Ibunya yang bernama Komariah itu biasa dipanggil Mak Kokom mulai lancar mendapatkan job melahirkan dari beberapa tetangga. Tak jarang Gayatri pun ikut mengantar Mak Kokom bila ada panggilan melahirkan, sebab ibu setengah tua itu namun masih tampak segar dan cantik, tidak bisa mengendarai motor matic-nya sendiri. Atau sering juga di jemput oleh suami atau keluarga dari si yang ingin melahirkan.
Selain menjadi dukun beranak, Mak Kokom pun bisa mengobati orang sakit. Misalkan kerasukan, demam yang tidak biasa, patah tulang dan penyakit anak-anak seperti steep (panas tinggi), batuk dan influensa. Hingga nama Mak Kokom jadi tenar di desa tersebut. Selain ongkosnya murah, ia pun tidak jarang mengobati tanpa bayaran. Mak Kokom bilang sekedar menolong orang yang kesusahan. Sebab di desa Harapan Baru ini, mayoritas penduduknya adalah petani dan supir truk.
Tapi di rumah jika ada pasiennya yang datang untuk diobati, ada kamar khusus pengobatan. Sebagian orang yang datang berobat jadi merinding jika masuk ke kamar praktek tersebut. Suasananya mistis sekali. Banyak keris beraneka bentuk bergantung di dinding dengan dilapisi kain merah. Ada dupa dan baskom tempat air kembang warna warni.

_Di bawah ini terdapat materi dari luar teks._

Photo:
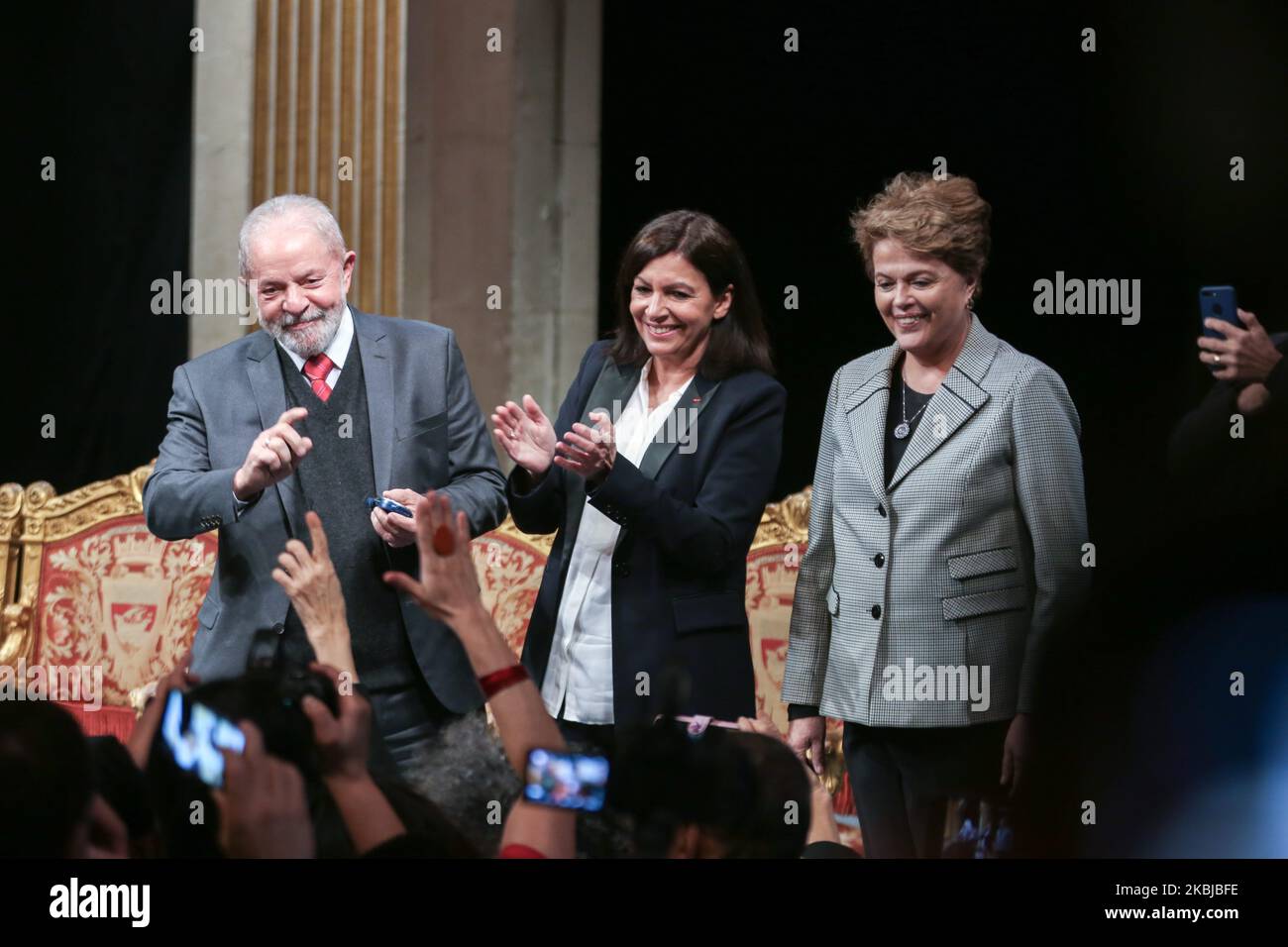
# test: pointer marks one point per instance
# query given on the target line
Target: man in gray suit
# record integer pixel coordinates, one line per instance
(321, 410)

Kamar khusus tersebut hanya diperuntukkan oleh pasien yang ingin meminta penglaris atau susuk pelet juga dengan orang-orang yang terkena gangguan jin. Bila untuk melahirkan cukup dipanggil saja. Akan tetapi Gayatri tidak terlalu banyak mencampuri urusan ibunya itu. Dia justru sering kali menghindar dari rumah jika ada tamu-tamu Mak Kokom datang.

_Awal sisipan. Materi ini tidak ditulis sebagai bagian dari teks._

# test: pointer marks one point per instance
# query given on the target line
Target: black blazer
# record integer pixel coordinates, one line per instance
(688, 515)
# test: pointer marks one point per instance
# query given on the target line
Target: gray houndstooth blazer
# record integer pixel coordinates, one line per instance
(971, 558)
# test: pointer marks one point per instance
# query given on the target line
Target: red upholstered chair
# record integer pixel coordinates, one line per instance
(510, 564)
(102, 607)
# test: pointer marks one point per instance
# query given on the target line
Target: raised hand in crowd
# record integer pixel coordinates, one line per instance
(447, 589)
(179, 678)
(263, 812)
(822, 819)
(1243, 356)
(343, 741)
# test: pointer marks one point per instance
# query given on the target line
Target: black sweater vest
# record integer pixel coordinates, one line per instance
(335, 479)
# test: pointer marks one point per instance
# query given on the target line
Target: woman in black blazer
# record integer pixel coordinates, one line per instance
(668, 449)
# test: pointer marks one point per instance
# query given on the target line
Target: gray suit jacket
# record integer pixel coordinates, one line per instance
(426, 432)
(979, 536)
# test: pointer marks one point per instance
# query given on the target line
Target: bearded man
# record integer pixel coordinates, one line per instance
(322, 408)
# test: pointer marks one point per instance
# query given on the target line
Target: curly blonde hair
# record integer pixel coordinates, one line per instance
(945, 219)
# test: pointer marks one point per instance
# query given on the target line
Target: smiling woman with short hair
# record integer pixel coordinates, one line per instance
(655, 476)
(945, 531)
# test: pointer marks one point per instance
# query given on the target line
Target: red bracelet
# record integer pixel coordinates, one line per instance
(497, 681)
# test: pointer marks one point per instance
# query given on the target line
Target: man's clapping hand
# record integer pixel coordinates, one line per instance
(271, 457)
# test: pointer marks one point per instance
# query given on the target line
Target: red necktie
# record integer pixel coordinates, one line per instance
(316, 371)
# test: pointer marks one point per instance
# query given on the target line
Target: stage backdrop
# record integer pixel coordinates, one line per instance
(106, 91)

Hingga sering kali Mak Kokom kerepotan sendiri karena tidak ada asisten. Maka diputuskan untuk memanggil keponakannya yang berada di pulau Jawa guna membantu pekerjaannya. Yaitu Jaka Kelana seorang lajang yang usianya tidak jauh beda dengan Gayatri. Seorang yang tampan, berkulit putih dan mempunyai tahi lalat di keningnya. Jaka adalah anak dari adik kandung Mak Kokom yang hanya tamatan SMP. Pikiran Jaka lumayan ikut Uwaknya ada uang tabungan yang nanti akan digunakan untuk menikah dengan Neng Dina, pacarnya di Jawa sana. Sebab biar pun Jaka ikut keluarga Gayatri tetap akan di beri uang dan tidak cuma-cuma.
*****
Malam itu Gayatri dan Jaka hanya berdua menjaga rumah. Kedua orang tuanya sedang ke desa sebelah untuk menghadiri pesta pernikahan kerabat. Kemungkinan besok akan pulang, mengingat jarak yang di tempuh lumayan jauh dan tidak memungkinkan harus pulang pergi.
Gayatri berada dalam kamar sendirian sedang menulis diary. Sementara Jaka berada di ruang dapur lagi masak nasi goreng. Keduanya memang baru berjumpa lagi setelah sekian tahun tidak bertemu. Terakhir saat masih di bangku sekolah dasar.
KELOTAK
Tiba-tiba jendela kamar Gayatri ada yang menimpuk dengan batu kecil.